A street food dish that can be found in many variations all across Southeast Asia, satay is a staple of Singaporean communal dining. It is also a great way for foodies to dive into the culture of the region.

Resembling a kebab, these grilled meat skewers trace their origins to Arabian culture, but have since evolved into a unique dish. Bamboo skewers are used instead of metal ones, and satay is commonly served with a variety of dipping sauces.

Chicken, beef and mutton are the most common meats employed in this dish. Among non-Muslims, pork is also used. After being skewered and seasoned in a concoction of spices like tamarind and galangal, the meat is grilled over a charcoal fire.

The cook keeps a close eye on the skewers, fanning them while continuously brushing the meat with oil for a perfect glaze. The end product—well-browned, lightly charred meat that’s a perfect blend of savoury, smoky and sweet.

While the essence of the dish remains constant across countries in the region, Singapore’s variant on the dish incorporates a variety of dipping sauces, reflecting our multicultural origins.

Once off the grill, the skewers are served with a sweet and spicy peanut sauce, traditionally made with roasted peanuts, coconut milk and a variety of spices. Depending on the stall you order from, you may be served with a variant topped with either pineapple puree (commonly found in Chinese Hainan versions of the dish) or kecap manis (sweet soy sauce).

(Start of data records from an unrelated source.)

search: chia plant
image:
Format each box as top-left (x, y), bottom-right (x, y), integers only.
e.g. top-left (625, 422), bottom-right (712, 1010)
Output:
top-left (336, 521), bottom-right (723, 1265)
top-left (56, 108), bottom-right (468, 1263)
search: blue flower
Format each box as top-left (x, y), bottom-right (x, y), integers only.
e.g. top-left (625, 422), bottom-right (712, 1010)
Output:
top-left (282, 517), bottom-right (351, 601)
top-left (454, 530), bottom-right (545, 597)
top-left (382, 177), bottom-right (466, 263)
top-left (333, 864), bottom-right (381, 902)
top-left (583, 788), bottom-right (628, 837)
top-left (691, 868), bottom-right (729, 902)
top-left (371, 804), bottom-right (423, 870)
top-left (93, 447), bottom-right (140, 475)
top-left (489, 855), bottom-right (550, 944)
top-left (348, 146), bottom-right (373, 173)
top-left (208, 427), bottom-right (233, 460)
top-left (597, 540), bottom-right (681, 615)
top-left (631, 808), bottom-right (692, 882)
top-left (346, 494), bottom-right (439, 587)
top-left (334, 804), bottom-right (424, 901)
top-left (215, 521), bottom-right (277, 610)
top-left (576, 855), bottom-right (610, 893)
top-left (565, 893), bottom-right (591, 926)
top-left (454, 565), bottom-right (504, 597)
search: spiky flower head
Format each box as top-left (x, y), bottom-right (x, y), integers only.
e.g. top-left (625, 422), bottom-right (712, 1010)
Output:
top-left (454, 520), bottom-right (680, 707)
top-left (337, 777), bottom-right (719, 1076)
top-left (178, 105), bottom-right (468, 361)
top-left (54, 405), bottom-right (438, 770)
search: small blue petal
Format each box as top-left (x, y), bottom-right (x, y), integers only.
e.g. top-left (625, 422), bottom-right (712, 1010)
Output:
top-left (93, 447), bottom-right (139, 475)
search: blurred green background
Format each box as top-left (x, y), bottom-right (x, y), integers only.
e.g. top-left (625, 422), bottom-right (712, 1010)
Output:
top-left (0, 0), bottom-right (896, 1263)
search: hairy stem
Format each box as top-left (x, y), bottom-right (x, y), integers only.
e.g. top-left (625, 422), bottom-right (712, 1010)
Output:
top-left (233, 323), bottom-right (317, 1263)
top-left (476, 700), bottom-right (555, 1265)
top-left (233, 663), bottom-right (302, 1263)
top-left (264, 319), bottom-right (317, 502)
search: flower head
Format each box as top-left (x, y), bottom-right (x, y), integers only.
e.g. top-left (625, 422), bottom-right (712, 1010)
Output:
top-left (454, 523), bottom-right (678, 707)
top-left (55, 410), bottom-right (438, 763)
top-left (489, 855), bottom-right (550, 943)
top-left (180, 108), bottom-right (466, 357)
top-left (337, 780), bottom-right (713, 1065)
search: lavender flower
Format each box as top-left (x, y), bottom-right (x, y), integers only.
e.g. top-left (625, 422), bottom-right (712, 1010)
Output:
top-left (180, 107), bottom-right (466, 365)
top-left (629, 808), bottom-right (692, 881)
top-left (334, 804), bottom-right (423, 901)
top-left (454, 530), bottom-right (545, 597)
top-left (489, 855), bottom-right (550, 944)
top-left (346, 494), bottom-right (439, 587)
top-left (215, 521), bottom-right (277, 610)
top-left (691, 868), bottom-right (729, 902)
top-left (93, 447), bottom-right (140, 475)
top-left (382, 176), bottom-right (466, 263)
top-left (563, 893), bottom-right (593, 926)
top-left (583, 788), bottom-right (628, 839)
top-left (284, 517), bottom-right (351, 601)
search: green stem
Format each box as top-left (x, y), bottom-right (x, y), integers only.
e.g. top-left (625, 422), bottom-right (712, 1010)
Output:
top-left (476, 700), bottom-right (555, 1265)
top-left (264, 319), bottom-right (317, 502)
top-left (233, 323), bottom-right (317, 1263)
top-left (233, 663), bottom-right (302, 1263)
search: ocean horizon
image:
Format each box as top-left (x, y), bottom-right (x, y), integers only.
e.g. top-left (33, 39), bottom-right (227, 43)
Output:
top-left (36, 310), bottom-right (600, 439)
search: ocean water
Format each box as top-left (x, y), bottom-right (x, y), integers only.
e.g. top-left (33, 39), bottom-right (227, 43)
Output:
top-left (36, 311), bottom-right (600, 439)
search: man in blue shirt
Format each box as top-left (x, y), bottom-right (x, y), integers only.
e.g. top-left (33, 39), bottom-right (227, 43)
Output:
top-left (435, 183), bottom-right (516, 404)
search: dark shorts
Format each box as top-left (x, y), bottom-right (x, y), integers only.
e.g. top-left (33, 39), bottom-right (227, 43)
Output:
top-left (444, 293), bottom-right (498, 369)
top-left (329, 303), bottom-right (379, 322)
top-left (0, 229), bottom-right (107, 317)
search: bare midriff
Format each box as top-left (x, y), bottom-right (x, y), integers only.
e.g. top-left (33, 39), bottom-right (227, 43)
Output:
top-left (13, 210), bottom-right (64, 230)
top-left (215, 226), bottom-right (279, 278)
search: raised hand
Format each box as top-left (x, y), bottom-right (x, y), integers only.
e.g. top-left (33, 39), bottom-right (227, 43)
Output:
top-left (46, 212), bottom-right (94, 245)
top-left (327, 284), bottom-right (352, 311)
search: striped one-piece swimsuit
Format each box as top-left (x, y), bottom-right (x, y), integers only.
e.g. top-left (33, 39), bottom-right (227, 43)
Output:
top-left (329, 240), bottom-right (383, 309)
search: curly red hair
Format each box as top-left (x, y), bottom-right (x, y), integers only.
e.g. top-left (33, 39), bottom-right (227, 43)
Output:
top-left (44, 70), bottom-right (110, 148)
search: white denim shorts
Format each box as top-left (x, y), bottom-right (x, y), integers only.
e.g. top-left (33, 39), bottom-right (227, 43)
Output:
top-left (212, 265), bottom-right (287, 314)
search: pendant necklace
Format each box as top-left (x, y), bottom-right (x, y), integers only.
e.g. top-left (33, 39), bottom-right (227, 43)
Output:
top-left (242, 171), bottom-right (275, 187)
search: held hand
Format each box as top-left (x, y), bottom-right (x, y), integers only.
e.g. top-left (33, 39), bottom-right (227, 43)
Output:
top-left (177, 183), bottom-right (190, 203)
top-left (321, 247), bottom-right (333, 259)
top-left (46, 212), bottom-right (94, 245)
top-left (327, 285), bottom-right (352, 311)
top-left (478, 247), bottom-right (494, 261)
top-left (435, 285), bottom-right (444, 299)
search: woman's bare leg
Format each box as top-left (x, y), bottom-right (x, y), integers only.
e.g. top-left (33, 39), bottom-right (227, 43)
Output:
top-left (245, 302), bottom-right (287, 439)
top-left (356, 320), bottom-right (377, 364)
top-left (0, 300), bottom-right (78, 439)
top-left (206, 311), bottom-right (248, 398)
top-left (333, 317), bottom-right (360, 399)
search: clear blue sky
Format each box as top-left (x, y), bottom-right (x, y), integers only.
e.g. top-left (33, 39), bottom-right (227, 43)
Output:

A complete satay dish will include a side dish of steamed ketupat (compressed rice) in small cubes. These are sometimes wrapped in woven coconut leaf packets.

Lastly, cucumber and onion slices are added to cleanse the palate.

A history of Singaporean satay

Historically, satay was sold by members of the Chinese, Malay, and Indian-Muslim community on push-carts and at makeshift roadside stalls. Up until the late 1970s, the quintessential vendor—known colloquially as a ‘Satay Man’—was a familiar sight around the island, with his “uniform” of a white singlet, straw fan and portable charcoal grill.

Today, this savoury delight is sold at most hawker centres and food courts all across the island, and has become an integral part of our vibrant food culture. Popular hawker centres and eateries that serve up this treat include Telok Ayer Market (colloquially known as Lau Pa Sat) and Old Airport Road Food Centre.

While some establishments will let you order a few sticks, a common amount comprises a dozen skewers. Tuck in and enjoy this dish the way the locals do—as a dish to be shared with new friends and loved ones alike.